During my yoga teacher training, we actually had to label and personify our balancing belief into a "I am..." statement - a positive core belief we can use when a limiting one is consuming you. For me it had to be something that is the opposite of feeling unimportant and unsafe, that when saying it, it actually shifts the way you feel, to move you back into a space of balance. I remember work shopping this in front of 100 people on a retreat (ps. Public speaking is also massive nightmare of mine! I literately can't get words out because my body is shaking so much.) When I was ask to personify it I said 'Whale', there were quite a few laughs! I guess it is pretty random!! But when I added majestic to it and put it in a “I am” statement, this is when people could visualise what I could about the harmony a whale has, and it was the first time in my life that I physically felt myself calm down while standing up in front of so many people with a mic, i could breathe and I could talk. This was a massive break though and where my mantra that ‘I am a Majestic Whale’ was born. Whales aren’t scared, they are giants of the ocean but they also don’t need to create fear to feel safe and in charge, they just be. This process has since become my fourth method for managing my anxiety in those real pinch point moments.


I had always thought of anxiety as a feeling that then causes a physical response (the knots in my tummy, the weight, struggling to breathe, in ability to eat and sleep, etc), until I learnt about the Power Pose. I had no idea that our body also works the other way around in this context - what we do physically changes our hormone levels. That I could lower my cortisol by how I hold my body regardless of whats going on in my mind and how much i disbelieve it. Its been a fantastic tool I use for any kind of public speaking, I have a separate post about it here if you want to dive into it:



Lastly, I have build a list of things I need to avoid - things that I know time and time again worsen how I feel with no upside. When I was young, it was doing what I knew was the 'wrong thing' the anxiety that would consume me about being caught or being in trouble was paralyzing. So lucky for my parents I was a pretty tame teen! Drinking was a big one, while the night that I am out and drunk would be so fun, the many days following it was really hard to handle. So for about that last 10 years I don't get drunk any more, an odd social drink here and there feels fine, but I am done with getting drunk. It destroys my mental health and I have chosen to protect it.

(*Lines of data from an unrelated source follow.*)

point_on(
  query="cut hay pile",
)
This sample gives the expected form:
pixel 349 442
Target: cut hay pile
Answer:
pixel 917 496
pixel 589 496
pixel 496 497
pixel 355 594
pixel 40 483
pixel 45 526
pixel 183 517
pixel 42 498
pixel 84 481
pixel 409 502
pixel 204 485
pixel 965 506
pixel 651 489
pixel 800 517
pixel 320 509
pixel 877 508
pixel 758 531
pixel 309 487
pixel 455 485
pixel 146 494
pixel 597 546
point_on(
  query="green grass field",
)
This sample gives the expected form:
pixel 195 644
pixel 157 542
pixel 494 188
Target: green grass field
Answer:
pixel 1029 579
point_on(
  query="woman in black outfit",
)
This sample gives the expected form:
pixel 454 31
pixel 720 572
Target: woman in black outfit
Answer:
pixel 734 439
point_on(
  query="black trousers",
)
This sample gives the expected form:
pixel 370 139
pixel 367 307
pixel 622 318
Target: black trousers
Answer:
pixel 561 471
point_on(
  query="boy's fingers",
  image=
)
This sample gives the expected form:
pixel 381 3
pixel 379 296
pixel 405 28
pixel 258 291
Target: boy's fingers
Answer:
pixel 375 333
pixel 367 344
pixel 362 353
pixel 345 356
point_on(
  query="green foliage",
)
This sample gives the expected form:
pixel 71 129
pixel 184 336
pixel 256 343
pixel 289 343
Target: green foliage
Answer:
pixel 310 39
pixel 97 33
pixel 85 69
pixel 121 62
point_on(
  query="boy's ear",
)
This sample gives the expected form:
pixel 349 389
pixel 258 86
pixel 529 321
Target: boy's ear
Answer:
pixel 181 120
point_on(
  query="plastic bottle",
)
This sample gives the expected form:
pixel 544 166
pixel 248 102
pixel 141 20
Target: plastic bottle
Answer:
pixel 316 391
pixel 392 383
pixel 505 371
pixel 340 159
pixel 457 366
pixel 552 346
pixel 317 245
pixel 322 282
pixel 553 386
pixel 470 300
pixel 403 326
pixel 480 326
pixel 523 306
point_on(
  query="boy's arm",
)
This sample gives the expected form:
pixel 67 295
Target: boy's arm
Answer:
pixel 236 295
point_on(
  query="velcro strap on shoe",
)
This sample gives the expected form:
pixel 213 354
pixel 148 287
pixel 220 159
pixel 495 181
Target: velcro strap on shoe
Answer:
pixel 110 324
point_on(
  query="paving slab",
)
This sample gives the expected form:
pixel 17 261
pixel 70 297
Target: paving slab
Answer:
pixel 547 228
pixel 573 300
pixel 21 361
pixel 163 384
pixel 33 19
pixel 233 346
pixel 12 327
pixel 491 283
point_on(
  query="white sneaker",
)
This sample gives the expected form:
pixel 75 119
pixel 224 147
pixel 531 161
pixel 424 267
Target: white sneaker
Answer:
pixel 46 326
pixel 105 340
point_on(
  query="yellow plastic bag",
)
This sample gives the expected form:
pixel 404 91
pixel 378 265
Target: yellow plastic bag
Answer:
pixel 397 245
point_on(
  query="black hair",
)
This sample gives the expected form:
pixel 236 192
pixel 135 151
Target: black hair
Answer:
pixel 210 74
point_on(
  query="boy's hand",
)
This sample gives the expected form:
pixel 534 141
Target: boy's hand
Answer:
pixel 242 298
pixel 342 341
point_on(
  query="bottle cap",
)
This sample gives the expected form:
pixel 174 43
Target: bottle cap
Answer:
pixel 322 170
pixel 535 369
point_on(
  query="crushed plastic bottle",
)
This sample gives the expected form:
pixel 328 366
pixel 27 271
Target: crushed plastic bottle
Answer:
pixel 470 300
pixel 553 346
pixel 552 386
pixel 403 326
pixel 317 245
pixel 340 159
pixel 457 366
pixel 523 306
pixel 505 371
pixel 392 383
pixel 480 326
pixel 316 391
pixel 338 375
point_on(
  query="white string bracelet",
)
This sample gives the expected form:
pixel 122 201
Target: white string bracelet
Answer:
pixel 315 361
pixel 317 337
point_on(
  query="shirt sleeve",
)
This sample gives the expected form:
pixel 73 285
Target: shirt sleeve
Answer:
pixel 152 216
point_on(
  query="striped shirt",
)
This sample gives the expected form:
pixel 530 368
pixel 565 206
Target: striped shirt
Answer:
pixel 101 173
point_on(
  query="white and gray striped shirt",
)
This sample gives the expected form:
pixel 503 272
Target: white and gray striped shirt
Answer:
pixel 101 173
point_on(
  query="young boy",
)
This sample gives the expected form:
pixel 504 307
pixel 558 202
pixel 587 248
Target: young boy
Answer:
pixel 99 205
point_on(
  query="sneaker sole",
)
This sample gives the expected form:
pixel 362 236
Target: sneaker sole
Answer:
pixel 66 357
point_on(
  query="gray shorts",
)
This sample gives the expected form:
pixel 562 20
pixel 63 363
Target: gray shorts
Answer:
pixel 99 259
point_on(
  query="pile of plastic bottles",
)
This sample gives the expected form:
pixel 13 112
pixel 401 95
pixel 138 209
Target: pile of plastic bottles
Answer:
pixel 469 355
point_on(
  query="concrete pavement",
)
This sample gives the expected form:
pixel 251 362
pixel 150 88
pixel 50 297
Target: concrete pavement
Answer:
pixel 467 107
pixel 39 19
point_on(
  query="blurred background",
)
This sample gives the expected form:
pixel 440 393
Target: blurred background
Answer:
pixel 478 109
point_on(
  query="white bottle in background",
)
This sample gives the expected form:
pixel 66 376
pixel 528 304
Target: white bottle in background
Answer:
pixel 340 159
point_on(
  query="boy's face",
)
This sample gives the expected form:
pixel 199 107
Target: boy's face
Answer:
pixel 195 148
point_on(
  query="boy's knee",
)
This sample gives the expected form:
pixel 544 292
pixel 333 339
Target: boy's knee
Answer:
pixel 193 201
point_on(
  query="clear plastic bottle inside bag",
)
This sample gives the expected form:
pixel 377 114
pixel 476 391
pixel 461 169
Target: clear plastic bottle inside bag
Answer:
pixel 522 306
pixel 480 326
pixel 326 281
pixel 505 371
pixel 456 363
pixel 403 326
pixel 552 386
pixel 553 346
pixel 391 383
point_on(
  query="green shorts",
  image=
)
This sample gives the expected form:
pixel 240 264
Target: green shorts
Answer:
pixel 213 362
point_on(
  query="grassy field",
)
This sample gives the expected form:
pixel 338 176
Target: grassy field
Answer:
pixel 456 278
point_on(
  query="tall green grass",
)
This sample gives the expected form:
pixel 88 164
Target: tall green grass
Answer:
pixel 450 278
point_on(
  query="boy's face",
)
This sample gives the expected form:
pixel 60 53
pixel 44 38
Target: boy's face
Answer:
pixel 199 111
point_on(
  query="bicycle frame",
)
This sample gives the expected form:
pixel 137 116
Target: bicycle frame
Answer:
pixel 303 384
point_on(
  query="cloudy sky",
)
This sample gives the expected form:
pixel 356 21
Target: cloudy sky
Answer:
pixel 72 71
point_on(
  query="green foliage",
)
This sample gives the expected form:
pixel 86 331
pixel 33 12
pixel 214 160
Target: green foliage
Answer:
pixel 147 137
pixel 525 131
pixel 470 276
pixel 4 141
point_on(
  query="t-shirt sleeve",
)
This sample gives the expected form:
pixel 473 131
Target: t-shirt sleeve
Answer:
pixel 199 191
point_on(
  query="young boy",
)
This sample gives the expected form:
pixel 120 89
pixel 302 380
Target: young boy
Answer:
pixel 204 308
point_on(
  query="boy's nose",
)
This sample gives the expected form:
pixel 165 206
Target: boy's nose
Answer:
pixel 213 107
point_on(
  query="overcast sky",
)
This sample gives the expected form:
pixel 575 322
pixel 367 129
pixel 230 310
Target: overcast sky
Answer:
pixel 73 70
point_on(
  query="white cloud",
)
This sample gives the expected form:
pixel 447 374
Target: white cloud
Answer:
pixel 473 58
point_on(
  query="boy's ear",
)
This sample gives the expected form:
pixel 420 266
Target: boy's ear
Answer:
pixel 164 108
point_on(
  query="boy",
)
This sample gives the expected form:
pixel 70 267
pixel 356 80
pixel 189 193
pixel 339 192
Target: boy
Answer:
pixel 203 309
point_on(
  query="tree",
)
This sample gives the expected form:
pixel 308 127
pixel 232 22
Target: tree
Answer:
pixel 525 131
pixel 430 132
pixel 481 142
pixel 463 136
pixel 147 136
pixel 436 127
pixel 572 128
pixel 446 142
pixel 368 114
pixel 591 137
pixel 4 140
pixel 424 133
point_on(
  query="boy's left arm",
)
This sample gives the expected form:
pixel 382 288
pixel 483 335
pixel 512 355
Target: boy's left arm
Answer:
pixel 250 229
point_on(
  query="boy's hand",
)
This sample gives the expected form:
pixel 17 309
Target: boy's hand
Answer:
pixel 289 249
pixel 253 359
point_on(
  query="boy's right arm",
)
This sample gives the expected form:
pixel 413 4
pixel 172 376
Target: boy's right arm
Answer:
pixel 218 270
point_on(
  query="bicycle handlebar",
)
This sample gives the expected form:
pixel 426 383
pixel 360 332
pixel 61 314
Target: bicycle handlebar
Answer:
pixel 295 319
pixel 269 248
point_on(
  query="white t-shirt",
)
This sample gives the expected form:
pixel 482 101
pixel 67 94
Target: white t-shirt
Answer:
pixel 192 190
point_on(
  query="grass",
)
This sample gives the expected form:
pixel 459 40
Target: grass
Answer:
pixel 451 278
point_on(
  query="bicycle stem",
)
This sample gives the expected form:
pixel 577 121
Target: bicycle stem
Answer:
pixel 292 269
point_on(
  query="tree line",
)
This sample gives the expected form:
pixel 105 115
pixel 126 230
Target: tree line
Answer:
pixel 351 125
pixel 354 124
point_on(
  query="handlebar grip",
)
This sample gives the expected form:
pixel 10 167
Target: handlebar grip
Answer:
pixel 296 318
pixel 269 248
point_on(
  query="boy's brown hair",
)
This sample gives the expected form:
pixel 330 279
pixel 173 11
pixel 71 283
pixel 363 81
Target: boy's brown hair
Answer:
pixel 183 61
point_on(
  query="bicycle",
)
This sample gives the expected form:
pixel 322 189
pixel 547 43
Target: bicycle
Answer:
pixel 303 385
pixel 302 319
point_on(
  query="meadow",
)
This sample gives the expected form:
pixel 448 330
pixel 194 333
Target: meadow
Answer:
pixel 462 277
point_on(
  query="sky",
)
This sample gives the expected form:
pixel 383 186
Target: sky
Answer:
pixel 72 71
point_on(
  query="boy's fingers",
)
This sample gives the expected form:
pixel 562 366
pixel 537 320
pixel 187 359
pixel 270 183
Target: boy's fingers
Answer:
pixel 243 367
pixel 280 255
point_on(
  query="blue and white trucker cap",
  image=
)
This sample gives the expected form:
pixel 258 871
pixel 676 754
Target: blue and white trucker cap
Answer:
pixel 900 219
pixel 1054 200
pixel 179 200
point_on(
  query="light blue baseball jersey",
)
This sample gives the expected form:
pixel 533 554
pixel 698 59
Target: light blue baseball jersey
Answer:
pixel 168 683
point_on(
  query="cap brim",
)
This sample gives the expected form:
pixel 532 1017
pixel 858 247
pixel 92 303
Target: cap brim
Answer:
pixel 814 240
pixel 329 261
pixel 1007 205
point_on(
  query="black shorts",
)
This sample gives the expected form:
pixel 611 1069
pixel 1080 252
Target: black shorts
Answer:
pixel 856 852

I am sure as time goes on I will find other ways to manage it, and in no way am I fixed. I guess the point of sharing this is that when I was young no one even used the word anxiety let alone were there people opening talking about it and sharing ideas and tools to manage it. Of course a lot has changed since the early 90s and it's almost cool to say you have anxiety, but sadly I mostly see if from a medicated point of view - which I understand can be a good tool, but there is also a lot more that you can do as well or in-conjunction with it. So I wanted to share this to give insight to what anxiety can look like for people on the outside who might know or care for someone with it. As for people living with it, maybe one of my strategies resonates with you, or sparks an idea for you. I think strategies for managing anxiety are pretty personalised, so what you really need to set your focus on is what you are doing and what is happening around you in the moments you feel better and find relief, then acknowledge it as a tool and build on it, so your brain knows it's a hard wired option to turn to when you aren't coping.


I encourage you to come face to face with whatever holds you back and start to work on ways of learning to cope and manage it.